Fluoride in general is a quite common natural compound. Its base element is fluorine. It’s found everywhere in nature including the food you eat and contrary to what many people think, even in the untreated water you drink. For a healthy adult, about 50% of the fluoride consumed is retained by calcified tissues, the other half is excreted in the urine. In children, almost 80% is consumed by calcified tissues. The reason for this can be that a child’s body is still growing, and relatively rapidly. The older you get, the lesser fluoride your body needs per unit mass, so the excretion of fluoride is more when compared to retention.
What is the Recommended Intake of Fluoride?
This depends on your age. All nutrients needed are based on an amount proportional to your mass (your weight), the older you get, the more per day is required. For example, infants aged 0-6 months need about 0.01 mg/day. At 4-8 years of age, you need about 1 mg/day and at 9-13 years you need about 2 mg/day. Over the age of 19, the amount is around 4 mg/day for men and 3 mg/day for women.
We’ve already mentioned before in the article that fluoride is found almost everywhere, including your food. The question we must as is, if fluoride is already present in so many things, and somehow of the others, we take it in daily, why did they see the need to start adding it to water?
The answer is that studies have shown that in areas where water isn’t fluorinated, the average daily intake for adults was 0.3-1 mg/day, far less than the recommended intake for optimal health for adults.
How does Fluoride Prevent Tooth Decay?
Cavities, known are dental caries, begin when bacteria start propagating in the small cracks and crevices of your teeth. The plaque that naturally builds up, contains a significant amount of these microbes. The fluoride that you consume, when it is placed on your teeth, combines with plaque fluid present in your mouth and creates a layer on your teeth called fluoridated hydroxyapatite (FHA). FHA limits the uptake of sugar by bacteria and reduces the amount of acid they produce. This prevents the corrosion of your enamel.

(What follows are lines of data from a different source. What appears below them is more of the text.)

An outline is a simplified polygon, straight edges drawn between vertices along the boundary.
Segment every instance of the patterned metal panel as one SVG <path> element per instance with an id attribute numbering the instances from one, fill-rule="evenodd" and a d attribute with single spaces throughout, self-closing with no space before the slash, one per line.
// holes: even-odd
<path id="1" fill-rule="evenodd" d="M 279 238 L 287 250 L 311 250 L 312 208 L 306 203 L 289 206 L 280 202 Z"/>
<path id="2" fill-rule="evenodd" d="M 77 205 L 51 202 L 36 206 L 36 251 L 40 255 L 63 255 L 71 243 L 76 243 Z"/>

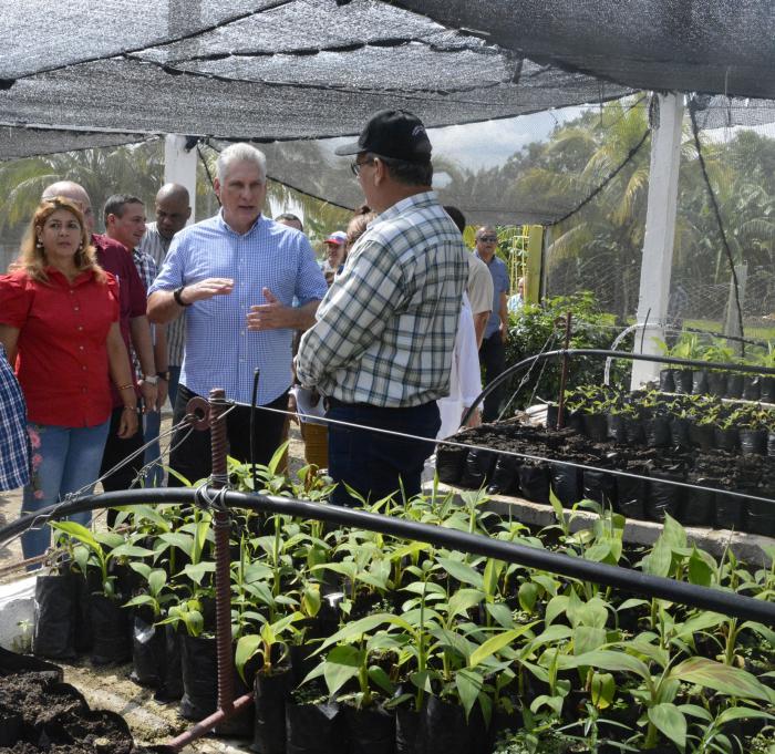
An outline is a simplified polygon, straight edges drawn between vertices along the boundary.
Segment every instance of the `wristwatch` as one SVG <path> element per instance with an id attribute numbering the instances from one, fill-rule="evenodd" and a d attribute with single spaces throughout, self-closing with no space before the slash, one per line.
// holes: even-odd
<path id="1" fill-rule="evenodd" d="M 189 302 L 189 303 L 186 303 L 186 302 L 180 298 L 180 293 L 183 293 L 183 289 L 184 289 L 184 288 L 185 288 L 185 286 L 180 286 L 179 288 L 176 288 L 176 289 L 173 291 L 173 298 L 175 299 L 175 303 L 177 303 L 178 307 L 190 307 L 192 303 L 193 303 L 193 301 Z"/>

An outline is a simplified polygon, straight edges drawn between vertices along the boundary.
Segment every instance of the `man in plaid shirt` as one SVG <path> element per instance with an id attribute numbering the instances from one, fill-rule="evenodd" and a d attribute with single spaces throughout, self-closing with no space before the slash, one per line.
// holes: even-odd
<path id="1" fill-rule="evenodd" d="M 30 483 L 29 448 L 24 396 L 0 344 L 0 489 Z"/>
<path id="2" fill-rule="evenodd" d="M 329 419 L 433 438 L 468 264 L 431 190 L 431 142 L 415 115 L 382 111 L 337 154 L 355 155 L 352 171 L 379 215 L 302 337 L 297 373 L 327 396 Z M 422 440 L 331 424 L 329 473 L 340 483 L 332 502 L 358 500 L 341 483 L 363 498 L 416 495 L 432 452 Z"/>

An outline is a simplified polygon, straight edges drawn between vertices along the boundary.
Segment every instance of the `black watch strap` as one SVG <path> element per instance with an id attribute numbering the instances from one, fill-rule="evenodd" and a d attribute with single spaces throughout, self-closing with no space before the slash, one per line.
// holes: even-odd
<path id="1" fill-rule="evenodd" d="M 179 288 L 176 288 L 173 291 L 173 298 L 175 299 L 175 303 L 177 303 L 178 307 L 190 307 L 190 303 L 186 303 L 182 298 L 180 293 L 183 293 L 183 289 L 185 286 L 180 286 Z M 193 302 L 192 302 L 193 303 Z"/>

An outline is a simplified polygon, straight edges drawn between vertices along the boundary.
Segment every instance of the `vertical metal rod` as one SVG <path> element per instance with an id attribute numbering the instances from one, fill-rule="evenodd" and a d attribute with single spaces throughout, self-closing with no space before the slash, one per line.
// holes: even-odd
<path id="1" fill-rule="evenodd" d="M 228 482 L 226 465 L 226 392 L 220 388 L 210 391 L 210 446 L 213 454 L 213 481 L 210 486 L 223 489 Z M 231 516 L 223 508 L 214 512 L 215 529 L 215 618 L 216 647 L 218 651 L 218 709 L 228 712 L 234 705 L 234 657 L 231 648 L 231 579 L 229 531 Z"/>
<path id="2" fill-rule="evenodd" d="M 570 347 L 570 319 L 572 314 L 568 312 L 565 318 L 565 351 Z M 562 371 L 560 372 L 560 395 L 557 401 L 557 428 L 565 426 L 565 383 L 568 381 L 568 354 L 562 354 Z"/>

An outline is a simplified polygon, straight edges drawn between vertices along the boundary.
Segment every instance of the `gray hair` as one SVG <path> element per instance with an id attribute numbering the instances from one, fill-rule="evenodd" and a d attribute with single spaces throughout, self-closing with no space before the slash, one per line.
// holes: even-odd
<path id="1" fill-rule="evenodd" d="M 258 167 L 261 180 L 267 179 L 267 157 L 260 149 L 240 142 L 230 144 L 219 155 L 215 164 L 216 175 L 223 184 L 232 163 L 252 163 Z"/>

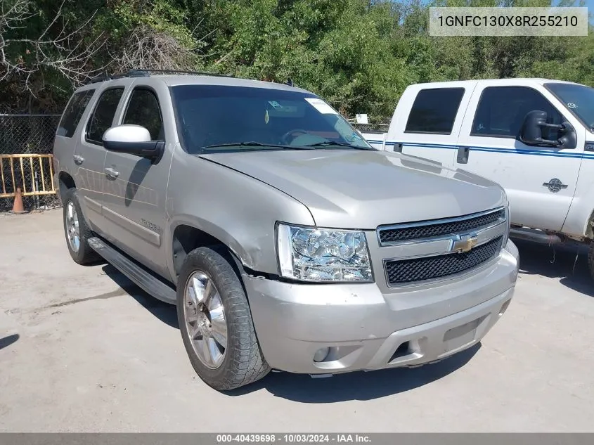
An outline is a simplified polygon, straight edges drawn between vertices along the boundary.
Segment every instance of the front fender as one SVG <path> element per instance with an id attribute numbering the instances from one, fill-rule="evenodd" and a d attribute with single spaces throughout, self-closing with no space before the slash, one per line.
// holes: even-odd
<path id="1" fill-rule="evenodd" d="M 313 225 L 308 208 L 257 179 L 181 151 L 175 154 L 167 188 L 164 241 L 172 278 L 173 237 L 181 224 L 219 240 L 246 268 L 278 273 L 276 221 Z"/>

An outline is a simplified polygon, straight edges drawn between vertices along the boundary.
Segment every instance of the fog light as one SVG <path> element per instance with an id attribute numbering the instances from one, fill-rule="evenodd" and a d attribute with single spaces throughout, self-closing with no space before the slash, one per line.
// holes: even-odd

Fluoride does not cure cavities, more specifically it delays their production of them. It requires frequent application throughout your life. This is needed to achieve its protective effects. Adding it to the water you drink proves a fantastic way to accomplish repeated exposure.
What are the Drawbacks?
Fortunately, contrary to many somewhat suspect interpretations of the results of the studies, to date no study has definitively proved any major harmful effects of this. As of now, there are two known complications from taking in too much fluoride, skeletal fluorosis, and enamel fluorosis.
Minor enamel fluorosis might show striations on your tooth enamel that will tend to become white opaque patches. More severe cases might cause changes to your tooth color. Functionally enamel fluorosis does not appear to have any negative health effects.
When talking about the skeletal problems that can be associated with too much fluoride, skeletal fluorosis can be very exhausting. Skeletal fluorosis can be detected using an X-ray. It will show a noticeable increase in your bone mass even before you begin having visible symptoms. We can also say the amount of skeletal fluorosis is directly related to the duration and amount of your fluoride exposure.
With the progress in modern dentistry and the fact that fluoride is put in many products used regularly by most people anyway, like toothpaste, the question of whether the government should continue water fluoridisation is a good one. According to our research, at present, there aren’t many studies that analyze cavity rates connected to exposure to all major sources of fluoridation in present time. Until all that happens, the benefit to the majority will always outweigh the potential problems associated with the minority.